Des entreprises marocaines optimistes
  • Publiéavril 12, 2024

Banques en tête, les groupes cotés marocains affichent des résultats plutôt flatteurs et l’augmentation des dividendes traduit leur optimisme.

 

En 2023, les entreprises marocaines cotées affichent une masse bénéficiaire de 35 milliards de dirhams (3,27 milliards d’euros), en hausse de 10,5%, selon les calculs d’Attijari Global Research. L’essentiel de cette croissance est porté par le secteur bancaire ; en dehors des banques, les bénéfices courants progressent peu (+1%).

Managem souhaite, au fil des ans, raffermir sa position de leader africain sur les activités aurifères et ne pas rater le tournant de la transition énergétique, en se positionnant sur les métaux clefs.

Pour la troisième année consécutive, donc, le secteur bancaire se positionne en tant que premier contributeur à l’évolution des profits du marché des actions. « En dépit de la hausse du coût du risque de 24,7%, en 2023, cette performance résulte d’une part de l’amélioration du PNB agrégé du secteur de 13,1% et d’autre part de la bonne maîtrise des charges d’exploitation. »

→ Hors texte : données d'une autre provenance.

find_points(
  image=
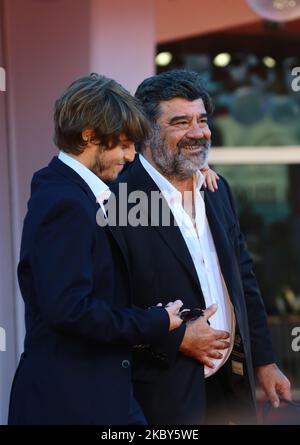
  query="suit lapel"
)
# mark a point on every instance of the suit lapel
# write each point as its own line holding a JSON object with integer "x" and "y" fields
{"x": 220, "y": 236}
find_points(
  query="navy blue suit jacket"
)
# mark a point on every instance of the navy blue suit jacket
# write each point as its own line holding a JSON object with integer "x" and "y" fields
{"x": 80, "y": 327}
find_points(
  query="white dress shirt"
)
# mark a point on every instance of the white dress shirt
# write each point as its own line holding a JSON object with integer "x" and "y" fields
{"x": 200, "y": 244}
{"x": 98, "y": 187}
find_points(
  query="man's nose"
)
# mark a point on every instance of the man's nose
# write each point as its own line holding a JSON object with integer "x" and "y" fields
{"x": 197, "y": 132}
{"x": 129, "y": 153}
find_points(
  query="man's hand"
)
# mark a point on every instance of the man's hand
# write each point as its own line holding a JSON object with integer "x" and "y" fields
{"x": 274, "y": 383}
{"x": 173, "y": 309}
{"x": 202, "y": 342}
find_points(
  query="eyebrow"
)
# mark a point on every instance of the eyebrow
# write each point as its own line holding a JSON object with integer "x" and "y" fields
{"x": 185, "y": 116}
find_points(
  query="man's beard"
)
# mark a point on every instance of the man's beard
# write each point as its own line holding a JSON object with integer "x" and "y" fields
{"x": 179, "y": 163}
{"x": 98, "y": 166}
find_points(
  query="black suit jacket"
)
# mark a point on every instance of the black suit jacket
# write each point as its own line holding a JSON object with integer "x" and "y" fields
{"x": 169, "y": 386}
{"x": 80, "y": 328}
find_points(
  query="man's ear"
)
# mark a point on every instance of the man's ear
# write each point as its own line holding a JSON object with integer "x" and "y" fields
{"x": 88, "y": 135}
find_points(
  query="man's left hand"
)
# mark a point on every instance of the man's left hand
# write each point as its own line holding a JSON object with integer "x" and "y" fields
{"x": 274, "y": 383}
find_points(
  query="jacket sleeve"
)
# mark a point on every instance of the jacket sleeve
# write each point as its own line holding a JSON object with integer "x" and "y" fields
{"x": 261, "y": 344}
{"x": 62, "y": 265}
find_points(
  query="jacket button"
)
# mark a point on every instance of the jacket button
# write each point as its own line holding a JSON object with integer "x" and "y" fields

La croissance se reflète également sur la hausse des dividendes versés au titre de 2023 (+18,5%). Toutefois, les rendements moyens des actions (3,2%) restent inférieurs aux bons du Trésor à cinq ans, 3,4%. Les secteurs offrant les rendements de dividendes les plus élevés, au-dessus de 4%, sont les sociétés de financement, les télécoms et les assurances. Plus en détails, trente sociétés cotées ont décidé de relever leur coupon 2023, représentant plus de la moitié de la capitalisation de la cote. À l’inverse, six émetteurs ont abaissé leur dividende, quatorze ont maintenu leur coupon stable et quinze ont opté pour la non-distribution ou bien ont décalé cette décision. Enfin, quatre sociétés ont renoué avec les dividendes : Alliances, SMI, Jet Contractors et Risma.

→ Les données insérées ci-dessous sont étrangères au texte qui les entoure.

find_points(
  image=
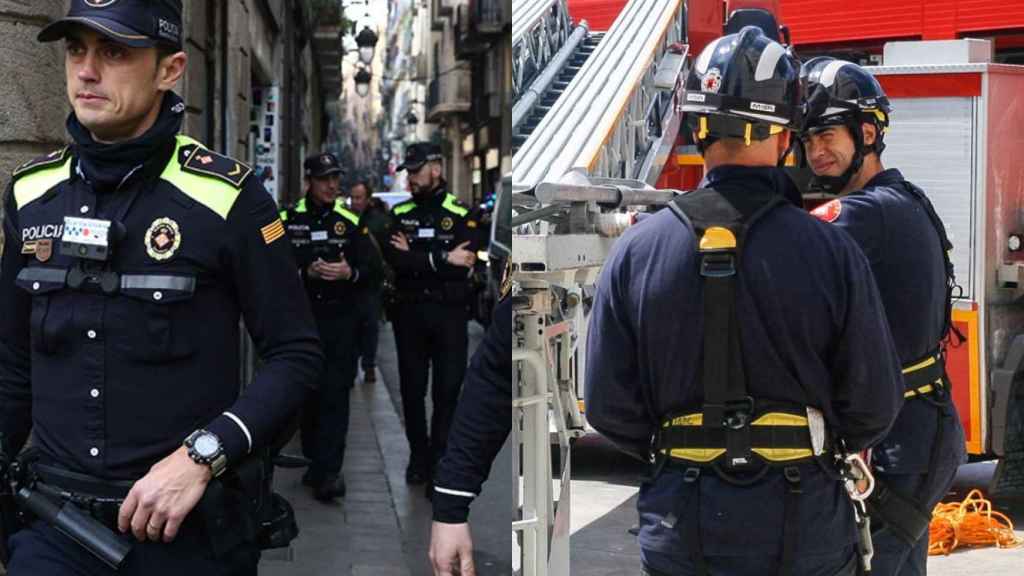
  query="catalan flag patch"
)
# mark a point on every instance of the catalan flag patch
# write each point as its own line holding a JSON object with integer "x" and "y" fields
{"x": 272, "y": 231}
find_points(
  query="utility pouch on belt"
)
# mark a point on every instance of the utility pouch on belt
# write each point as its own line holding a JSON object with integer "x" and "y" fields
{"x": 906, "y": 519}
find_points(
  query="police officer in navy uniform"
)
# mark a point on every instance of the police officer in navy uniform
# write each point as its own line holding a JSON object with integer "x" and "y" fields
{"x": 738, "y": 341}
{"x": 432, "y": 251}
{"x": 130, "y": 257}
{"x": 479, "y": 429}
{"x": 906, "y": 245}
{"x": 335, "y": 265}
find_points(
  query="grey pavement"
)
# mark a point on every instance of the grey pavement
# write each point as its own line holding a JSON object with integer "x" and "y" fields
{"x": 382, "y": 527}
{"x": 604, "y": 488}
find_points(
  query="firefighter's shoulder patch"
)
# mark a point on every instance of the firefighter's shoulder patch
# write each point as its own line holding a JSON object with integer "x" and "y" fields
{"x": 829, "y": 211}
{"x": 507, "y": 280}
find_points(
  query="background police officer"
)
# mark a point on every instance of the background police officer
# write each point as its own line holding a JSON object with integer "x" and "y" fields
{"x": 810, "y": 332}
{"x": 335, "y": 266}
{"x": 433, "y": 252}
{"x": 377, "y": 223}
{"x": 905, "y": 243}
{"x": 124, "y": 362}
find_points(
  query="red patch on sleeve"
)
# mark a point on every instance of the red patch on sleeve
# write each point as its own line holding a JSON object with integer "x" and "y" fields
{"x": 828, "y": 212}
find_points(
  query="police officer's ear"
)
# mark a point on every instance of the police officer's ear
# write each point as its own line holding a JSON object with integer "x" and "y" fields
{"x": 170, "y": 68}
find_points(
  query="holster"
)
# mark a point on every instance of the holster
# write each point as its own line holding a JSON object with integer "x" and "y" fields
{"x": 905, "y": 518}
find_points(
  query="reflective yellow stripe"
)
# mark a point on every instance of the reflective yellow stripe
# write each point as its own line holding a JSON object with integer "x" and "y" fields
{"x": 717, "y": 238}
{"x": 215, "y": 194}
{"x": 451, "y": 206}
{"x": 403, "y": 208}
{"x": 780, "y": 419}
{"x": 687, "y": 420}
{"x": 340, "y": 208}
{"x": 921, "y": 365}
{"x": 696, "y": 454}
{"x": 782, "y": 454}
{"x": 30, "y": 188}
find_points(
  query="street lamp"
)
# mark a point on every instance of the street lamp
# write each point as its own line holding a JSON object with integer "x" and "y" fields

Cette hausse des dividendes rejoint l’optimisme de la direction des entreprises marocaines, affiché lors des diverses publications de résultat. Ces anticipations positives sont alimentées par les investissements annoncés dans le cadre de l’organisation de la CAN 2025, de la Coupe du Monde 2030, des projets relatifs à la lutte contre le stress hydrique et à la transition énergétique.

On sait que l’exercice 2023 a été marqué par une détente visible des prix des intrants à l’international ainsi que la contribution des sociétés cotées au fonds spécial dédié à la gestion des effets du séisme d’Al-Haouz qui a frappé le Maroc en septembre.

 

Augmentation de capital du minier Managem

Selon les calculs d’AGR, les dons octroyés par les sociétés cotées s’élèveraient à près de 1,8 milliard de dirhams (168 millions d’euros), soit 5,1% de la masse bénéficiaire agrégée ; l’ensemble des sociétés bénéficie de la déductibilité fiscale de ces dons. Les sociétés qui adoptent les normes IFRS supporteraient l’intégralité du don au titre de l’exercice 2023, tandis que les émetteurs qui appliquent les normes comptables locales ont la possibilité de l’amortir sur une période de cinq ans.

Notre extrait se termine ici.